Why other web developers hate me, and why that's good for you

hs-me

This was me, the last time I had hair. Like that eagle medallion? It was the 70's...

me-now

This is me now. No hair.
And no medallion...

easy

I'm Jess Zimmerman, the main guy here at Website In One Week. I work with a talented team of developers and marketing specialists who share a common goal: to build websites (and drive traffic to them) in order to help small businesses grow and prosper.

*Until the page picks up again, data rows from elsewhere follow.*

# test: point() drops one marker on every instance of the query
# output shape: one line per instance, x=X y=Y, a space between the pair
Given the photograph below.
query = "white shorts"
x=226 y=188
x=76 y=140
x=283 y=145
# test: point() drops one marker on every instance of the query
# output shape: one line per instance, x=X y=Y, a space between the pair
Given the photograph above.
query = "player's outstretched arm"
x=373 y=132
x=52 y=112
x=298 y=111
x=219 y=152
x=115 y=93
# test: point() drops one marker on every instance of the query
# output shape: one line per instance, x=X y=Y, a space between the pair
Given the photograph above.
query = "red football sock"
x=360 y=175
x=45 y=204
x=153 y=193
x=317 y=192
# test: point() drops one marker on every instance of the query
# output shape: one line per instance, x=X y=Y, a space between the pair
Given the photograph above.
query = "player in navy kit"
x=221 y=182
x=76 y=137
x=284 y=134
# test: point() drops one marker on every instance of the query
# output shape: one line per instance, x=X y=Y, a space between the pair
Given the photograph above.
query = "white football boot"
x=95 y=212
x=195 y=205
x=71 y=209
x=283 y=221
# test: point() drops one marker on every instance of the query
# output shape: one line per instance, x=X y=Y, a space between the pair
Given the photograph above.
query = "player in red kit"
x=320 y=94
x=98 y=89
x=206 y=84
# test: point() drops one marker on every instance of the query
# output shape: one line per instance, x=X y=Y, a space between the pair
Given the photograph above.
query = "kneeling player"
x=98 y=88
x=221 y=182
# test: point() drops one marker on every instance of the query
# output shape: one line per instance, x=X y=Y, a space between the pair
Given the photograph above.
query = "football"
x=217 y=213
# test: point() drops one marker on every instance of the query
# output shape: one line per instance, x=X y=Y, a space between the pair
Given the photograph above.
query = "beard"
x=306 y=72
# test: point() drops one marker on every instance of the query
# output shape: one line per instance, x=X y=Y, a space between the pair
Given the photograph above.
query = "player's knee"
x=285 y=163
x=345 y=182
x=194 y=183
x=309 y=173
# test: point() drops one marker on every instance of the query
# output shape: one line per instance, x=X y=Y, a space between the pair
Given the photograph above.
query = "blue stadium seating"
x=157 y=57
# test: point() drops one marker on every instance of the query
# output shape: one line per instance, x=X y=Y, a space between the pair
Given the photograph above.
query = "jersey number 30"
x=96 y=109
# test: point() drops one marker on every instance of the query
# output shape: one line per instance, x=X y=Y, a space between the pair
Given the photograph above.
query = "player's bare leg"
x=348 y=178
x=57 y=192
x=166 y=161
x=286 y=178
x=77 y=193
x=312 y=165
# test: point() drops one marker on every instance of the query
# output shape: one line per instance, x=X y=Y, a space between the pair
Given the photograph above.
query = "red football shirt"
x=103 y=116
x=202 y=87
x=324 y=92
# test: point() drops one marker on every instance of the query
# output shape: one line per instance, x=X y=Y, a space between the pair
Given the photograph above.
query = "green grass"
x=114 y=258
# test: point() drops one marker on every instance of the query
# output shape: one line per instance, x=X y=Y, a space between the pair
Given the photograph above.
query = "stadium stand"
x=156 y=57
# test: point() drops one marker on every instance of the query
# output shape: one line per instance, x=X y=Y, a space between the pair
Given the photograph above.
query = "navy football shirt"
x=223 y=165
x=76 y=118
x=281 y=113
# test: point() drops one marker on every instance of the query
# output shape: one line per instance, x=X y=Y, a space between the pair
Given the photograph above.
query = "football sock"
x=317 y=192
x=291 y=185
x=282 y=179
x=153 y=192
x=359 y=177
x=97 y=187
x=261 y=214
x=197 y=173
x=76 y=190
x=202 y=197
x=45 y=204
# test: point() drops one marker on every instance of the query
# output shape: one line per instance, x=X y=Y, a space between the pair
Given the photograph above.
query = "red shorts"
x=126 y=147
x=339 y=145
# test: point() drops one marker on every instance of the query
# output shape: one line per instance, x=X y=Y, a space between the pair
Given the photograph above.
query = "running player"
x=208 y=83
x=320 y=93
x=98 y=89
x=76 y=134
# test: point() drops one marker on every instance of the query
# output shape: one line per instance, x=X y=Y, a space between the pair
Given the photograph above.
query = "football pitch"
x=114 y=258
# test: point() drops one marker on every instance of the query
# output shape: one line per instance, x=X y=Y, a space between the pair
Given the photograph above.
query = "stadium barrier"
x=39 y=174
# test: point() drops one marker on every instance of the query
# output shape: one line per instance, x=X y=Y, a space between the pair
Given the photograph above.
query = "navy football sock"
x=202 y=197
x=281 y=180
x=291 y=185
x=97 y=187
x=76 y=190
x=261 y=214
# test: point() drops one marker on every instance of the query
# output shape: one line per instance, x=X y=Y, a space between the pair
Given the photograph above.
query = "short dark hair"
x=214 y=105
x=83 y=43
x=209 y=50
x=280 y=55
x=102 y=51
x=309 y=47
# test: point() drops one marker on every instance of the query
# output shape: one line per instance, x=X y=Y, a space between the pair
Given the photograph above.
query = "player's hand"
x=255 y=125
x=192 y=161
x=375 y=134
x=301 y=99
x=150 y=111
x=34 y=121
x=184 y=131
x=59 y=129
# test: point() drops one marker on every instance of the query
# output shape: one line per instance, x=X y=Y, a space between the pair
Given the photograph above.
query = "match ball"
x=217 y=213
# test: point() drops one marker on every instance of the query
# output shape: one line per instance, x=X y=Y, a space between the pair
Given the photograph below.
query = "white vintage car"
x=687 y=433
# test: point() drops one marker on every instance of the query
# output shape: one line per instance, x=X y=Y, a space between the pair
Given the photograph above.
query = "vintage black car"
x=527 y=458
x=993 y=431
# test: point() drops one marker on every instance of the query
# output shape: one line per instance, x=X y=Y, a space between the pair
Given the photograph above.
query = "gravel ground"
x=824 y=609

I've been building custom websites for about 20 years, and I decided to create WIOW because I noticed a serious gap in the market for business websites. For a business owner who needs a website (in other words, every business owner), there are only two options: use a free or low-cost website builder (like Wix or Squarespace), or pay a developer (like me) thousands of dollars for a custom website. Here are the problems with that:

  1. Using a free or cheap system will save you money, but you won't make any money from the site. Is that really a smart move? You might be able to produce a decent-looking site this way, but it won't be optimized for marketing—it will just sit there, doing nothing. You might as well not even bother.
  2. Hiring someone to build a custom site for you will get you a great-looking site, but it's still no guarantee that it will be marketing-focused. That's because most web developers are more interested in making themselves look good than in helping your business—and very few of them understand marketing anyway. I've seen terrible websites that cost $10,000 and did nothing for the customer's business.

Since neither of these choices are good for most small businesses, I decided to fill the gap by offering good-looking, marketing-focused websites at a cost any business could afford. My sites don't have all of the bells and whistles that are out there, but here's a little secret: bells and whistles might be fun to look at, but they don't make money for you. The things that turn a business website into a money machine are simple and relatively low-tech. Most developers don't want to build sites like that because they can't charge a lot for them or show off the latest useless gadget. By focusing on business fundamentals, I can create sites that work at a price any business can afford.

Oh, and one more thing: people often ask me how much a website costs. I hate that question. It's like asking how much a house costs without knowing anything about it. I understand the confusion; website pricing is all over the place. On one hand, I see people selling absolute garbage sites created with crappy, ancient software for $99; on the other, I see people selling sites for $10,000 that I know only took them a few days to build. It's no wonder that most people have no idea how much a site should cost. While I would love to sell everyone a $10,000 website, I know that many businesses can't afford that, and there are very few who need it. That's why I decided to make the pricing for WIOW simple and upfront so people would know exactly how much it will cost—just like every other investment they make for their business.